In this vignette, we will walk you through how to create a `caugi`, query it, modify it, and then compare it to other `caugi`s. 

## The `caugi` object

You can create a `caugi` graph object using the `caugi()` function along with infix operators to define edges. Let's create a directed acyclic graph (DAG) with 5 nodes and 5 edges.

```{r define-cg}
cg <- caugi(
  A %-->% B %-->% C + D,
  A %-->% C,
  class = "DAG"
)
cg
```

You might scratch your head a bit, when looking at the call above. To clarify, `A %-->% B` creates the edge `-->` from `A` to `B`. The syntax `B %-->% C + D` is equivalent to `B %-->% C` _and_ `B %-->% D`. Notice that the graph prints two `tibbles`. The first is equivalent to `cg@nodes` and the second `cg@edges`. Besides that, the `caugi` holds other _properties_. Let's check the other properties.

### Properties

#### `ptr`

```{r}
cg@ptr
```

This is the pointer to the Rust object that `caugi` utilizes for performance. 

#### `simple`

```{r}
cg@simple
```

This indicates whether the graph is _simple_ or not. Let's try to create a non-simple graph:

```{r, error=TRUE}
caugi(A %-->% B, B %-->% A)
```

This cannot be done unless you initialize the graph with `simple = FALSE`. Note that, currently, all of the supported graph classes only support `simple = TRUE` unless the class is `UNKNOWN`. 

#### `graph_class`

```{r}
cg@graph_class
```

This is the graph's class. As you can see here, it is a DAG.

## Querying the `caugi`

We can query the `caugi` graph object with the built-in queries provided in the package. Let's try to find the descendants of all the parents of the node `C`:

```{r}
descendants(cg, parents(cg, "C"))
```

First note that the output is a list of named character vectors. How come? Since the parents of `C` is `c(A, B)`:
```{r}
parents(cg, "C")
```

So for each parent of `C` we have a named vector in the list that represents the descendants of that parent node. 

## Modifying the `caugi`

Let's try to modify the graph from before, so we get a new DAG.

```{r}
cg_modified <- cg |>
  remove_edges(A %-->% B, B %-->% C + D) |>
  add_edges(B %-->% A, D %-->% C)
cg_modified
```

Would you like to add nodes? Then use `add_nodes()`. 

## Graph metrics

Now that we have two different graphs, we can use different metrics to measure the difference between the two graphs. Here, we use the adjustment identification distance (AID) and the structural Hamming distance (SHD): 

```{r}
aid(cg, cg_modified)
shd(cg, cg_modified, normalized = TRUE)
```

## There you go!

You have now created a graph, inspected it, modified it, and measured the difference between the two graphs -- both structurally and interventionally. 
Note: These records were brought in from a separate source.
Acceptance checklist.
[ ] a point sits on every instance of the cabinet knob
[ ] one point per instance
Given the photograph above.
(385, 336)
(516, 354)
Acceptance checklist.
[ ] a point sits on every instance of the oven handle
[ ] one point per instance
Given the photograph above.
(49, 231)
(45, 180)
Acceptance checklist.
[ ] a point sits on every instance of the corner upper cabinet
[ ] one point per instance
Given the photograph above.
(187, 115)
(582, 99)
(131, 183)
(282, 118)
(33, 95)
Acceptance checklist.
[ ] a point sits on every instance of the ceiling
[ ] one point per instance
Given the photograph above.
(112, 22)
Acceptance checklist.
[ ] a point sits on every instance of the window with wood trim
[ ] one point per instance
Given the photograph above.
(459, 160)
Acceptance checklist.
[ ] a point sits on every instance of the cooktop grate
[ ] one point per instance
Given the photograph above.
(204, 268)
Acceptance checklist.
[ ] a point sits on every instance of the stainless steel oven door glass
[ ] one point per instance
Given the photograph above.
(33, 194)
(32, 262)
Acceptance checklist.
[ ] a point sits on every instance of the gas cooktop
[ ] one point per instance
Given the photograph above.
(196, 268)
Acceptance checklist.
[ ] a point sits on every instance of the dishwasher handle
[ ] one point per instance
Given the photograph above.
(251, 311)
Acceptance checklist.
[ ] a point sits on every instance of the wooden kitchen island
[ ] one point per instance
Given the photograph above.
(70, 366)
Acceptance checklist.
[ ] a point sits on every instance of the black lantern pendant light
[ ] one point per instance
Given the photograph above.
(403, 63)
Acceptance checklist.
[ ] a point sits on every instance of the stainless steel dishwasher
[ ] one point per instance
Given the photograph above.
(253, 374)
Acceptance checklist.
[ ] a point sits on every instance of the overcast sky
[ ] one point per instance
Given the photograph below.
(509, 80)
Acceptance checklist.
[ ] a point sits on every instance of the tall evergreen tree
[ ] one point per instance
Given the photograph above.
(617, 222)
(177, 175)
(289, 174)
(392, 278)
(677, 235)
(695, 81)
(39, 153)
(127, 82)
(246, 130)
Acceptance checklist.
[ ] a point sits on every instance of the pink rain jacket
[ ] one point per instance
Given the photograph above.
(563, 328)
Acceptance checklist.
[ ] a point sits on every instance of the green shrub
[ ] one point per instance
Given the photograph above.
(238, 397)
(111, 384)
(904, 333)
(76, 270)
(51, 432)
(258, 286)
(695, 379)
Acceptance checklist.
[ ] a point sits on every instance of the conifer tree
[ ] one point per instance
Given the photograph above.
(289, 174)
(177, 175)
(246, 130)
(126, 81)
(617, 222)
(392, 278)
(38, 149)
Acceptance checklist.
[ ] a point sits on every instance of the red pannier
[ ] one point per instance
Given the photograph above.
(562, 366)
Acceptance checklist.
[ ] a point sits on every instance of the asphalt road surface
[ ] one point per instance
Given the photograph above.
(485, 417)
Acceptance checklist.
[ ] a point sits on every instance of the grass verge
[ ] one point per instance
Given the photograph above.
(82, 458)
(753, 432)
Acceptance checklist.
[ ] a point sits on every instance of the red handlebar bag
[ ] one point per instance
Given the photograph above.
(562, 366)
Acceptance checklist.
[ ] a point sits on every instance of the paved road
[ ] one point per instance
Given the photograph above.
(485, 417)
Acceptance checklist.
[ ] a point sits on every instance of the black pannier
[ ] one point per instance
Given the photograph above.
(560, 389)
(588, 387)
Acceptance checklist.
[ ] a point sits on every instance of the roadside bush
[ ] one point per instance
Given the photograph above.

For further reading, we recommend the vignettes `vignette("package_use")` and `vignette("performance")` to see how to use `caugi` in your own packages, and to see how `caugi` performs compared to other graph packages in R. For the interested reader, we also recommend `vignette("motivation")`, which goes deeper into the motivation behind `caugi` and what we aspire to do with `caugi`.

## Appendix

### Advanced properties

#### `built`

```{r}
cg@built
```

This indicates whether the graph has been "built" or not on the Rust side. This is important, as the Rust object may not agree with the R object if `built = FALSE`. 

#### `name_index_map`

```{r, eval=FALSE}
cg@name_index_map
```

The `name_index_map` is a hashmap that takes node names as keys and outputs zero-based indices. This is used to access nodes' zero-based indices, when converting node names to indices for Rust calls, as the Rust backend uses zero-based indices. 

#### `.state`

```{r}
cg@.state
```

This is the internal state of the `caugi` graph object. It is used to ensure that the `caugi` object can be modified in R and, so to speak, _saves_ the modifications you might make to the graph in R without having to rebuild the graph in Rust each time. The most important takeaway about the state is that you should _avoid_ modifying the state directly. Instead, you should use the verbs.